The 2007/8/9 stock market downturn hit dividend shares particularly hard. However, I held on and most of the portfolio I then owned has recovered. The same is true for the 2020 downturn - although I am now back to the previous value.
To reduce volatility. I subsequently redeployed capital to fixed-income securities, which was timely, as this asset class boomed as a result of QE. I have taken profits in many of these but topped up with other high-yield fixed-income, aiming for a broadly 60%/40% balance between dividends and fixed income.
In addition, I have also built up the ETF portion of the portfolio to diversify geographically and currency-wise, using ETFs that target both dividend shares and fixed-income worldwide:
- ETFs currently make up two-thirds of the portfolio, spread fairly equally between high-yield dividend shares and fixed-income.
- Directly-held dividend shares account for around one-fifth of the portfolio
- Directly-held fixed-interest securities add up to around one-eighth
- The rest is cash in investing accounts (typically accounting for less than 5% - there's usually something interesting to invest in!).
Previously, cash savings were held separately using Ratesetter, a peer-to-peer lender but this ceased to be an option in April 2021. At the moment I am debating how to hold cash, as most options have a very low rate of return.
All securities held are quoted on the LSE, which is quite international in nature; at least one-third of the portfolio is specifically diversified outside the UK.
I plan to continue to move available cash savings to tax-free investments annually by taking advantage of the UK ISA and SIPP limits for my spouse, myself and kids.
There are three main types of risks to be aware of:
- interest rates
- market or specific security risk
Inflation risk is most relevant to fixed-income savings and securities: inflation can eat away the value of both your income and your capital. What is more, inflation expectations can significantly affect asset prices.

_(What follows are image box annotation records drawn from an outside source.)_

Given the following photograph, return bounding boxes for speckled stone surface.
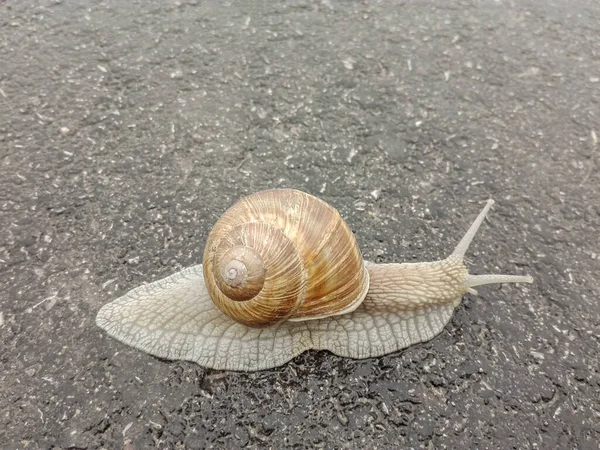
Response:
[0,0,600,450]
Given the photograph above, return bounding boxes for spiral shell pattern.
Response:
[203,189,369,327]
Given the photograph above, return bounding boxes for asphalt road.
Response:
[0,0,600,450]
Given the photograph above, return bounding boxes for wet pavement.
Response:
[0,0,600,450]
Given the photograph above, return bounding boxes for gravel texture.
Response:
[0,0,600,450]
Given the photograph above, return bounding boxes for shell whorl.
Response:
[203,189,369,327]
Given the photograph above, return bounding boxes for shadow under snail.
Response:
[96,189,533,371]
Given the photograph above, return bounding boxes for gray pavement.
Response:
[0,0,600,450]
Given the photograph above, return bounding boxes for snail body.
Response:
[96,189,533,371]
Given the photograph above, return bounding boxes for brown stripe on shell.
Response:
[203,189,368,326]
[204,222,305,327]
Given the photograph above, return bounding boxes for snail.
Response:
[96,189,533,371]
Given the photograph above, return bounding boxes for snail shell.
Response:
[96,190,533,371]
[202,189,369,327]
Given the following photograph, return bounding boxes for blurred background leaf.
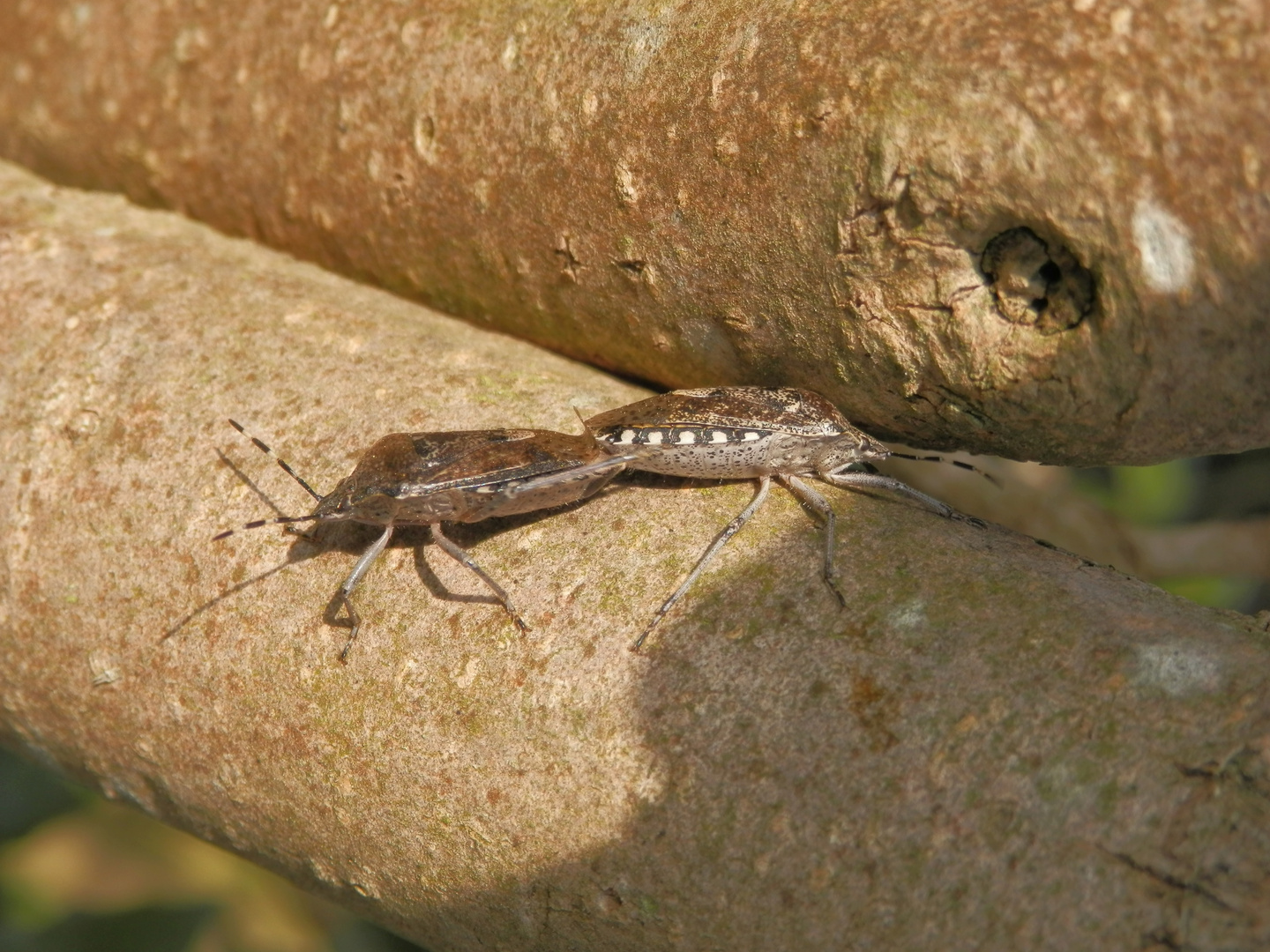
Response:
[0,750,429,952]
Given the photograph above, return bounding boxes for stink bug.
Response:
[222,420,629,661]
[586,387,990,649]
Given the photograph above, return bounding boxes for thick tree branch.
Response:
[0,0,1270,464]
[0,160,1270,952]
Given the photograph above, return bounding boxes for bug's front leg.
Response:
[817,472,953,519]
[776,476,847,608]
[324,525,392,663]
[631,476,773,651]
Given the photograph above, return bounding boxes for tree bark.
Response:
[0,167,1270,952]
[0,0,1270,465]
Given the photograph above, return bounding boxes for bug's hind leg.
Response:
[432,523,529,632]
[631,476,773,651]
[323,525,392,663]
[819,472,953,518]
[776,476,847,608]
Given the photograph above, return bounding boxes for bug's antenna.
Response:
[231,420,323,502]
[889,453,1002,488]
[212,516,341,542]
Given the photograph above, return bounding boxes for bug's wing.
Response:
[586,387,849,436]
[423,430,609,488]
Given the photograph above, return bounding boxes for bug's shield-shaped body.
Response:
[586,387,952,649]
[314,430,621,525]
[586,387,890,480]
[217,420,629,660]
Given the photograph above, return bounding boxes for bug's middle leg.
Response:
[432,523,529,631]
[326,525,392,661]
[817,472,953,518]
[631,476,773,651]
[776,476,847,608]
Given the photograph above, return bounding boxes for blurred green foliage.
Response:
[1076,450,1270,614]
[0,750,429,952]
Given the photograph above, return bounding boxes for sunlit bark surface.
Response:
[0,167,1270,952]
[0,0,1270,465]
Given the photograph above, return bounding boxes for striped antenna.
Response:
[893,453,1002,488]
[212,514,344,542]
[229,420,323,502]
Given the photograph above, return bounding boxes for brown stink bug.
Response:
[586,387,990,649]
[214,420,639,661]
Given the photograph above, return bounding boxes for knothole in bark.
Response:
[981,227,1094,334]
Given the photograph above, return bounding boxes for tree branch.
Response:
[0,160,1270,952]
[0,0,1270,465]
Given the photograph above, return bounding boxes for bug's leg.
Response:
[326,525,392,663]
[819,472,953,518]
[631,476,773,651]
[776,476,847,608]
[432,523,529,632]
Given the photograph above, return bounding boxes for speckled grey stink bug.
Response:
[216,420,639,661]
[586,387,990,649]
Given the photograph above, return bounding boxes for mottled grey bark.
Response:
[0,0,1270,464]
[0,160,1270,952]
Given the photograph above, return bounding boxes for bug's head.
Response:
[815,427,890,472]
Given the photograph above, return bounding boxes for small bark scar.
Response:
[1099,845,1244,914]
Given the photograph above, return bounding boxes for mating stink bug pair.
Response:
[216,387,990,658]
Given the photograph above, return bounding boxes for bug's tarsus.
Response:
[230,420,323,502]
[892,453,1002,488]
[432,523,532,634]
[631,476,773,651]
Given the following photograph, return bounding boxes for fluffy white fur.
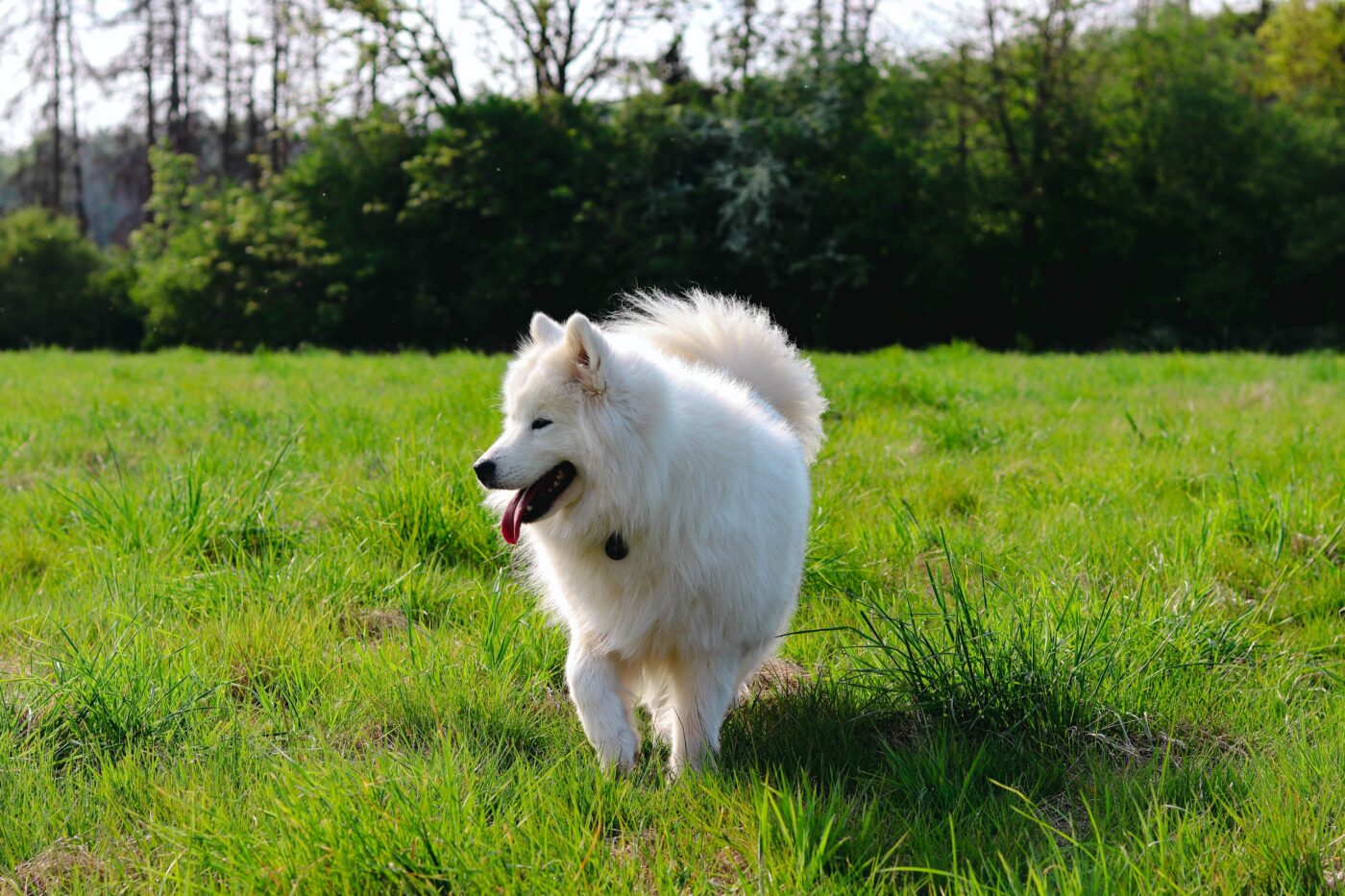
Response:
[477,292,826,775]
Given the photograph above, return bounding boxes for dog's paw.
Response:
[593,729,640,775]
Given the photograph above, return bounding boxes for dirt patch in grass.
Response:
[1076,718,1252,768]
[746,657,813,699]
[1288,531,1345,567]
[340,607,410,641]
[606,828,659,893]
[0,839,108,896]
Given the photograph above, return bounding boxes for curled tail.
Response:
[612,289,827,464]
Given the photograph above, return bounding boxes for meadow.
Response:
[0,346,1345,893]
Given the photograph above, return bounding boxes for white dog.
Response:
[475,292,826,775]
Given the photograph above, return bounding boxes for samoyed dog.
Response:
[475,291,826,776]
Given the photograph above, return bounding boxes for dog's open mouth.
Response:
[501,460,575,545]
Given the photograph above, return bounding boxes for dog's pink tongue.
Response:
[501,489,528,545]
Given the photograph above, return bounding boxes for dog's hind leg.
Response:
[669,655,740,778]
[565,635,640,772]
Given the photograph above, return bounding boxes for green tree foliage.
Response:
[0,208,135,349]
[2,0,1345,350]
[131,150,346,349]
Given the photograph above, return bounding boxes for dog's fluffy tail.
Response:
[613,289,827,464]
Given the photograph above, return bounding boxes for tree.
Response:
[478,0,670,98]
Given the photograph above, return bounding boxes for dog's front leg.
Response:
[565,634,640,772]
[669,655,741,778]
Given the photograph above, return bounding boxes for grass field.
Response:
[0,347,1345,893]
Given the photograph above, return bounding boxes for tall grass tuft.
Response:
[851,546,1147,751]
[16,625,216,764]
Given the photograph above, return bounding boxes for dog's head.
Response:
[474,313,619,545]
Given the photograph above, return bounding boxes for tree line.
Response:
[0,0,1345,350]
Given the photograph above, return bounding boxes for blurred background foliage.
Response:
[0,0,1345,350]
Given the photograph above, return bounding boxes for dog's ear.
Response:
[528,311,565,346]
[565,313,612,396]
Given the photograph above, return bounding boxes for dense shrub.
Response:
[131,150,344,349]
[4,7,1345,350]
[0,208,134,349]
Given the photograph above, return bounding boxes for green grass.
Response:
[0,347,1345,893]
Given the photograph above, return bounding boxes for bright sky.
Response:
[0,0,1257,150]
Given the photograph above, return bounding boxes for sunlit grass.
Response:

A change in base interest rates can affect the price of both fixed-income securities and dividend shares, particularly those of regulated utilities (which have some of the flavour of fixed-income).
On 'market' or 'specific security' risk the market will help you if you are a DIY Income Investor (it is more difficult if you are a 'value' investor) - be aware: the riskiest investments are usually those with the highest yields.
To manage risk I diversify my investments, aiming to hold no more than 5% of the portfolio in any single security (e.g. using ETFs) and diversifying market sectors (for dividend shares) and geographical areas.
For a 'buy and hold' investor, the following list looks much to long! However, I don't think there is much wrong with taking advantage of short-term price rises. And sometimes, you just need to sell - for example, when the future prospects don't look good.
I am not a financial adviser and the information provided does not constitute financial advice. You should always do your own research on top of what you learn here to ensure that it's right for your specific circumstances.